Posted December. 21, 2000 19:55,
The government is under fire for ignoring the basic principle of the capital market that "investors are responsible for their own stock investments."
The criticism came Thursday after the government decided to offer minority shareholders with preemptive right in buying shares of the six ailing banks that were ordered to write off all their capital and made eligible to receive further public funds.
The government was also criticized for maintaining an excessively lukewarm attitude in calling to account officials who often reversed their remarks regarding the banks' capital reduction.
Finance-Economy Minister Jin Nyum and Financial Supervisory Commission (FSC) Chairman Lee Keun-Young announced measures to help the minority shareholders following the capital reduction.
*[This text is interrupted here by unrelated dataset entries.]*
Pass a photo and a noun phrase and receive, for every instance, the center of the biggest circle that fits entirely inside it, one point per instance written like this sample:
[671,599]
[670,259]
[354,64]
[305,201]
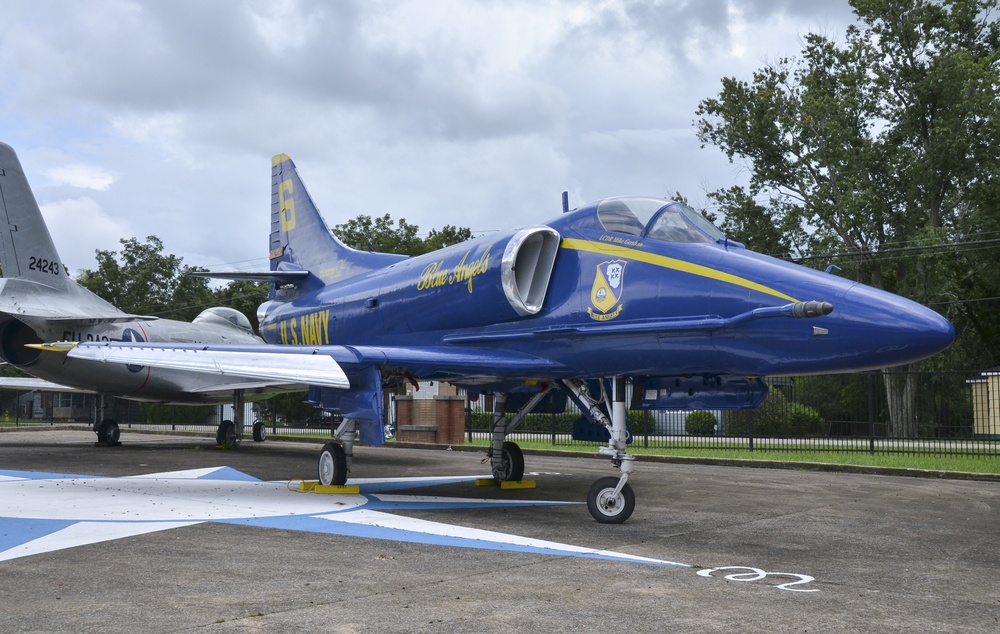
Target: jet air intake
[527,266]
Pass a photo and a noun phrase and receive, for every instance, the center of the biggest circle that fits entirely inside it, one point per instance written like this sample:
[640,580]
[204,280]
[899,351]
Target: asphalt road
[810,551]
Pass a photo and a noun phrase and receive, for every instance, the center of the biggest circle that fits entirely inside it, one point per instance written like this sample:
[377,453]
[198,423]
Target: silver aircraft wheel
[510,467]
[332,465]
[259,432]
[605,506]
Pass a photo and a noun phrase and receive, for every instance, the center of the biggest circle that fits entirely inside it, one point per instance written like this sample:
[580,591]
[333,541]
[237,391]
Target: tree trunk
[901,395]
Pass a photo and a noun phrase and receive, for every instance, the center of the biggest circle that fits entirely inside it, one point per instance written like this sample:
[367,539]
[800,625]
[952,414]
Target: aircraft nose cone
[898,330]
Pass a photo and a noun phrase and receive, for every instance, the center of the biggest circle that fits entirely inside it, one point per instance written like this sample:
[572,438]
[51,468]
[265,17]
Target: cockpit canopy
[656,219]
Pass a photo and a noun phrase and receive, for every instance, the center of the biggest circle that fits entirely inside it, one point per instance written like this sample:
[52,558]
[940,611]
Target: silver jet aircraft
[40,302]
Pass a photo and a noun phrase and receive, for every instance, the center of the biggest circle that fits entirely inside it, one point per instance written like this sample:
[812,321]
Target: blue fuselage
[618,304]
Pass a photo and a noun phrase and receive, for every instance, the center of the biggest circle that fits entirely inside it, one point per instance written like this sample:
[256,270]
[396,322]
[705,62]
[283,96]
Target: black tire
[112,432]
[108,432]
[259,432]
[226,434]
[332,465]
[607,508]
[511,466]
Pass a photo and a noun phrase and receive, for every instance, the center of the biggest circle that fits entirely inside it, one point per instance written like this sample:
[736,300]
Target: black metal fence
[936,413]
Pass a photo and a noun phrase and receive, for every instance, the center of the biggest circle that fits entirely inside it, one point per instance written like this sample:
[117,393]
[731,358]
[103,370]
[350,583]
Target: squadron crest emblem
[607,290]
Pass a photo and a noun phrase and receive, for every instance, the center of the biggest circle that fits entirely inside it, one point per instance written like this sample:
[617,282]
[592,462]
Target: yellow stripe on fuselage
[669,263]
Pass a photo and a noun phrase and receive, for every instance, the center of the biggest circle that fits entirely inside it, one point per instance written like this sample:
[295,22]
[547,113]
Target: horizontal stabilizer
[30,299]
[276,277]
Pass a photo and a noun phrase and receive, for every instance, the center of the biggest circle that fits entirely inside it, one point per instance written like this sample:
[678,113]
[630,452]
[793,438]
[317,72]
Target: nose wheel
[610,504]
[509,466]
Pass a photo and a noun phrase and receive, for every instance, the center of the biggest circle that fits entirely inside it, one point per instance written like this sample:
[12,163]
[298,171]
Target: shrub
[701,423]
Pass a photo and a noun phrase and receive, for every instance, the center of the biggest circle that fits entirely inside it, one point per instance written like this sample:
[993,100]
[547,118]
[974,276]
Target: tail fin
[301,240]
[36,283]
[26,248]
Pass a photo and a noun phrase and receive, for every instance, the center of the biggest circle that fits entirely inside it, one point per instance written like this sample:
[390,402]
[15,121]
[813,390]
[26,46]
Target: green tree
[885,143]
[141,279]
[380,234]
[386,235]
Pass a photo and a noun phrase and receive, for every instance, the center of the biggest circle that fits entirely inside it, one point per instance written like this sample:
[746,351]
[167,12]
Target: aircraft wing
[321,366]
[30,383]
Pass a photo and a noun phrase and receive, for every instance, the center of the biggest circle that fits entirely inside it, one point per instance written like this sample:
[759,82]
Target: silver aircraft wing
[271,368]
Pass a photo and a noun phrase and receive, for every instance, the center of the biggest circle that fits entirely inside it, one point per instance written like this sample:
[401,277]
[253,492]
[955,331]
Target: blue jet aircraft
[627,302]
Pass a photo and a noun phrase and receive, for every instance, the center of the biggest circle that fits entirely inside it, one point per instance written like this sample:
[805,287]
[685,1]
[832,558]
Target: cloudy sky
[137,118]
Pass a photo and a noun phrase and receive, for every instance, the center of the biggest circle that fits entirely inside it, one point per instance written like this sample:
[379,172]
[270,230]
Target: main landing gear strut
[506,458]
[610,500]
[336,456]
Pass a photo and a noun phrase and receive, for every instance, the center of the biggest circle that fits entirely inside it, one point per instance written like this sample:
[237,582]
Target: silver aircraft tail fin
[26,248]
[36,284]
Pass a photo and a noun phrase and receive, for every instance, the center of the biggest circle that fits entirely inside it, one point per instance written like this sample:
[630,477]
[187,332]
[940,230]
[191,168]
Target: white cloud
[79,227]
[81,176]
[476,114]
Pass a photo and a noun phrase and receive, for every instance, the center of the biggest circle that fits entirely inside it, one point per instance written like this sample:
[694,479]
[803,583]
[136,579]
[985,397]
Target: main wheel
[108,432]
[332,465]
[226,434]
[259,432]
[605,506]
[510,467]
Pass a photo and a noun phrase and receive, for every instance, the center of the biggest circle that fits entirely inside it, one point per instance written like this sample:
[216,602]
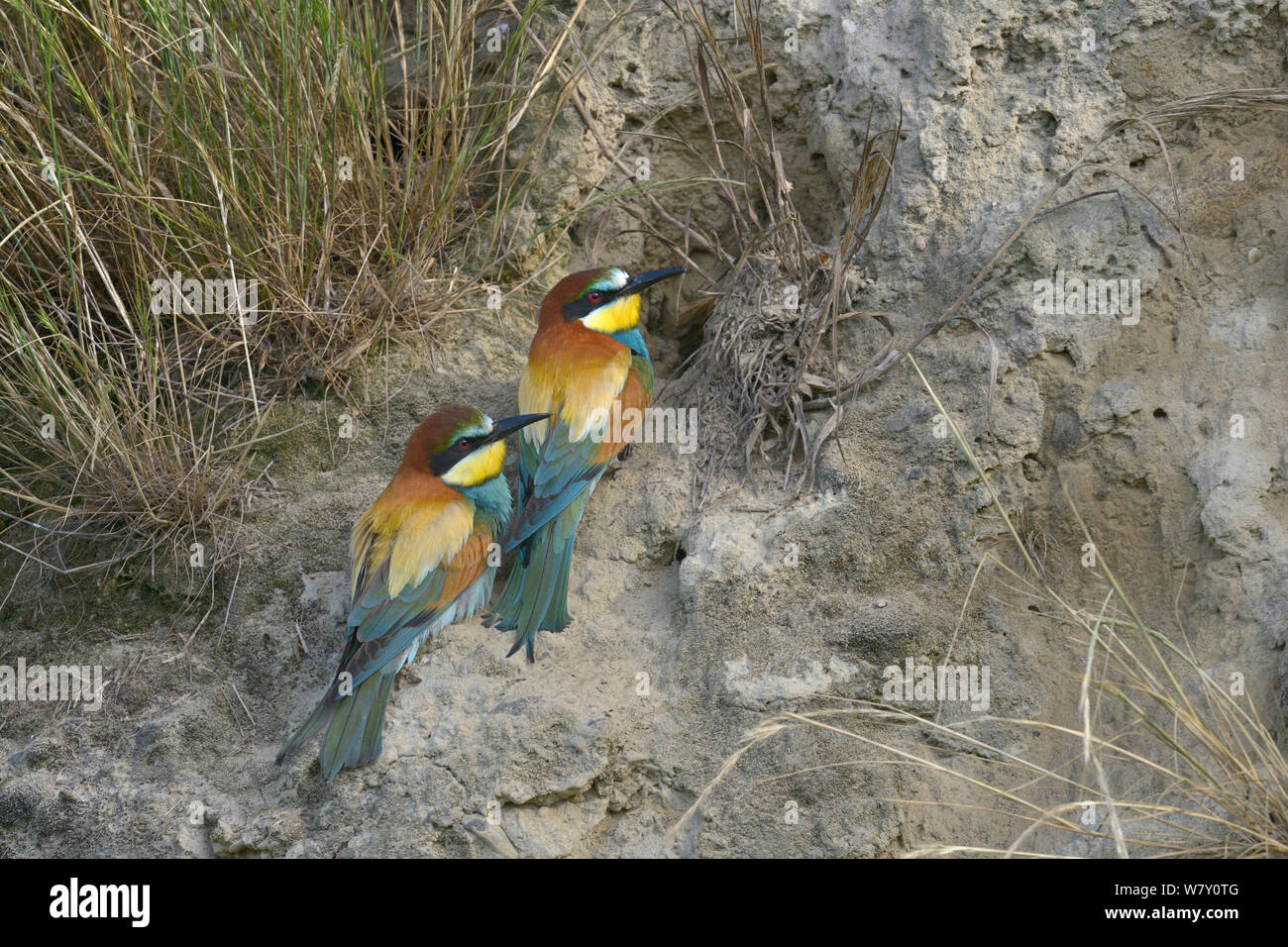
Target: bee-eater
[588,363]
[420,561]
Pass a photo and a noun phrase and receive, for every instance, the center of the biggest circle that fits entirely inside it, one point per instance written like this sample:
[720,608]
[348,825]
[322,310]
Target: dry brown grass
[361,178]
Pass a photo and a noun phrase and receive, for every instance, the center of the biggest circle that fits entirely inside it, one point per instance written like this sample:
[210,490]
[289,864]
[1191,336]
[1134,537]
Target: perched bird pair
[419,554]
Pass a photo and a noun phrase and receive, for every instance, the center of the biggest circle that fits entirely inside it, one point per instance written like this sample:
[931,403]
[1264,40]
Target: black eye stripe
[579,308]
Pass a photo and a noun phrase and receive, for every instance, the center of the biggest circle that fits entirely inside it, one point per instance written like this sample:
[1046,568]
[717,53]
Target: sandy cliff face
[690,628]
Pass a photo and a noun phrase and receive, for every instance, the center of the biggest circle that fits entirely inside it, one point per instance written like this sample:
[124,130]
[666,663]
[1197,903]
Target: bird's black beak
[507,425]
[642,281]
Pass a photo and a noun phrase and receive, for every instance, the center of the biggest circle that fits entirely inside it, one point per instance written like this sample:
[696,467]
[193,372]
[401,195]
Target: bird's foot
[621,460]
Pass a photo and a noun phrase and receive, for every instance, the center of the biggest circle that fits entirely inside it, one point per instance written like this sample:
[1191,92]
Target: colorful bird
[420,561]
[588,364]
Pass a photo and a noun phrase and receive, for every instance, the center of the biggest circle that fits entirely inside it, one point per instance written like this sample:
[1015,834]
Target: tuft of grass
[764,361]
[1164,761]
[355,165]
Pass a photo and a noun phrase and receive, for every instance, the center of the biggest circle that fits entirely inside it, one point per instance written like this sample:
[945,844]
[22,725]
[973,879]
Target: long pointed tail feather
[355,727]
[536,591]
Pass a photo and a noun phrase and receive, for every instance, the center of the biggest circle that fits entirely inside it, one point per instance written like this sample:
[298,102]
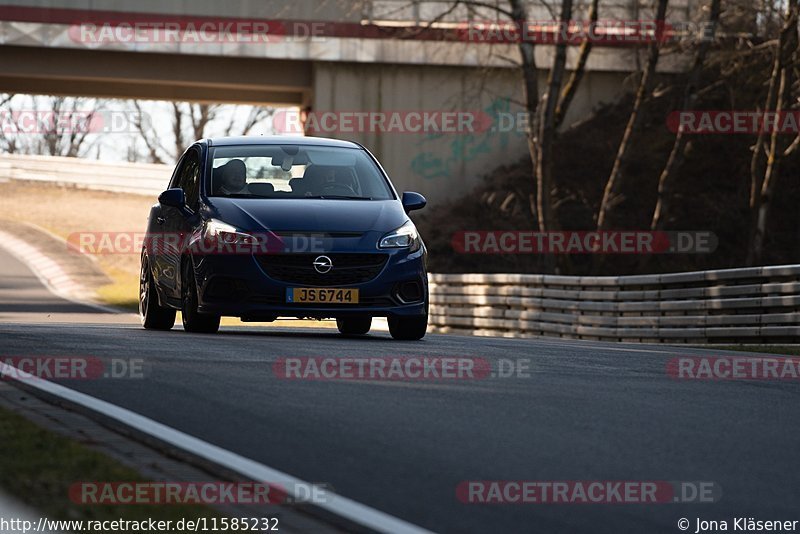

They unveiled the plan in a press conference at the Government Building in Kwachon.
Minister Jin said, "Minority shareholders with less than one percent stakes of Hanvit, Seoul, Peace, Cheju, Kwangju and Kyongnam banks will be granted rights to subscribe to new shares when the financial holding company is inaugurated or after the public funds are injected."
This decision is an excessive measure in that it goes against the principles of the capital market because the stock value of the banks whose stocks are to be scrapped is less than 1 won.
The government earlier decided to cover about one third of the losses of the minority shareholders by granting them the right to request the purchase of shares when it announced the capital reduction at the bad banks.
In addition, the banks are to become healthy banks whose debt-to-equity ratios will easily reach 10 percent, as required by the Bank for International Settlement (BIS), when public funds of 7.1 trillion are injected into the newly-established financial holding company.